June 16, 2012 in Business

Groupon invigorates park use

Oft-used bargain pays off for budget
By The Spokesman-Review
 
Popular deal

The July 2011 Riverfront Park Summer Pass deal generated 3,257 purchases at $16 each. That price provided two day passes, normally costing $16.95 each.

Popular deal promoter Groupon last year sold thousands of tickets for Spokane’s Riverfront Park.

The deals, marketed through direct email coupons, were so successful the Spokane Parks Department just approved a new round of Groupon park promotions.

Starting first with winter passes sold in December 2010, then with six promotions for Riverfront Park, the sales netted the parks department $86,000.

In all those coupon deals, Groupon took less than half the price of tickets sold. For instance, when Groupon promoted a two-for-one IMAX ticket deal last July, 1,200 people bought those $8 offers. The parks department got 70 percent of the revenue, Groupon got 30 percent. In other deals, the split was 60-40 in the city’s favor, according to Debby Dodson, assistant manager of Riverfront Park.

Park Board President Randy Cameron said the board had no reservations approving this summer’s Groupon promotion. “We feel it’s a solid program, and it’s worth continuing,” he said.

Terms of this summer’s Groupon deals haven’t been released. The contract with Groupon requires that the city not sign similar deals with other coupon providers.

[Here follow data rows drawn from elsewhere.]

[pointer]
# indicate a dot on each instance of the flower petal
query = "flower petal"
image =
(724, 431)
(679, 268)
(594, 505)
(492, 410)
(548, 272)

The July 2011 Riverfront Park Summer Pass deal was easily the most successful of all the park-related deals Groupon promoted.

It generated 3,257 purchases at $16 each. That price provided two day passes, normally costing $16.95 each.

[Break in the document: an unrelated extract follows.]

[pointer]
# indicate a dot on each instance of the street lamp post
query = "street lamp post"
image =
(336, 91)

The second-most popular park deal with Groupon was a January 2012 Ice Palace promotion; it sold 1,609 tickets at $8 each, according to park records.

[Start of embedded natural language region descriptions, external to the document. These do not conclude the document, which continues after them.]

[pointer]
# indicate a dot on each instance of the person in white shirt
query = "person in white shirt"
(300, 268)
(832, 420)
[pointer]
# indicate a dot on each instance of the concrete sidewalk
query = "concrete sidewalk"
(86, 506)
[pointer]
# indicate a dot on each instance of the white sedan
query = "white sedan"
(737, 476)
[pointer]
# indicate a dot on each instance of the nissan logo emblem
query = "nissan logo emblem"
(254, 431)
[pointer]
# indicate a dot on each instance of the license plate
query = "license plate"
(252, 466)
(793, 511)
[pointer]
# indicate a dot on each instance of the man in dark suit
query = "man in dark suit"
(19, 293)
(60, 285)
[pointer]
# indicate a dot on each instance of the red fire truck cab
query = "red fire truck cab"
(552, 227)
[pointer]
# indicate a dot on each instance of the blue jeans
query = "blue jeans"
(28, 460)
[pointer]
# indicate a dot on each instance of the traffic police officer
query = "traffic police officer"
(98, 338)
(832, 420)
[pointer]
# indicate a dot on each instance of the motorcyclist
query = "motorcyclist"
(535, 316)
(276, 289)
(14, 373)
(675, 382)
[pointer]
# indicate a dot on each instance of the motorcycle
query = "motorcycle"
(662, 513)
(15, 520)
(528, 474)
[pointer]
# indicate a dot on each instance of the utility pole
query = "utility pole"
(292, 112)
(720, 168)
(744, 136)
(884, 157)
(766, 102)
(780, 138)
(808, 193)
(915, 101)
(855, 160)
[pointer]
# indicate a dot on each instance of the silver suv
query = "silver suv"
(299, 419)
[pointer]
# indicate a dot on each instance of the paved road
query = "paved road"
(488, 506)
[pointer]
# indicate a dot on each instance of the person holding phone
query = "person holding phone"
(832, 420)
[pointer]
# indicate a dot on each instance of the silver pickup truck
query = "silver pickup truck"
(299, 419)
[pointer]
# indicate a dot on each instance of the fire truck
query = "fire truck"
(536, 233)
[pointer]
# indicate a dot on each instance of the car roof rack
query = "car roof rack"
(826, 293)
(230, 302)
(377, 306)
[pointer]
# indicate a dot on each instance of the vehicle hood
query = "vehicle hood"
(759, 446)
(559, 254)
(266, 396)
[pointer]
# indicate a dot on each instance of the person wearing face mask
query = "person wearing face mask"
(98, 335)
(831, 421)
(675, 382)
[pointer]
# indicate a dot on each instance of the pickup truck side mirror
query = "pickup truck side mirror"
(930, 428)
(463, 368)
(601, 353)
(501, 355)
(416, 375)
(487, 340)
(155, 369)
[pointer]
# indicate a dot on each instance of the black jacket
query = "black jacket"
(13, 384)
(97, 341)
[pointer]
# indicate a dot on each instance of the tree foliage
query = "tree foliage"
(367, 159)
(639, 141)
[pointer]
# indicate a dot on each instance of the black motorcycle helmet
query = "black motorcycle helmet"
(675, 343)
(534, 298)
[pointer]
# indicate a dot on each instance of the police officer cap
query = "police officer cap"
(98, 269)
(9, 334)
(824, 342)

Groupon, which went public last year, has been criticized by some U.S. retailers and merchants for not generating ongoing results. Many critics say specials promoted by Groupon sometimes cost retailers, such as restaurants, more than what the deals generate.

But Dodson and Craig Butz, the manager of Riverfront Park, see the Groupon deals as great ways to bring more traffic to the park’s attractions.

Unlike restaurants, Riverfront Park has plenty of space. “It’s not like we’re selling out our rides and attractions every day,” Dodson noted. Groupon generates more revenue by bringing people into the park who might not be motivated except through the offers, he said.

The other payoff from the added Riverfront Park traffic is secondary sales; people buy concessions, popcorn or soft drinks once there, Dodson said.

Apart from a small amount spent on administration of the deal, the revenue from Groupon sales goes directly into the Parks Department operating budget, Dodson said.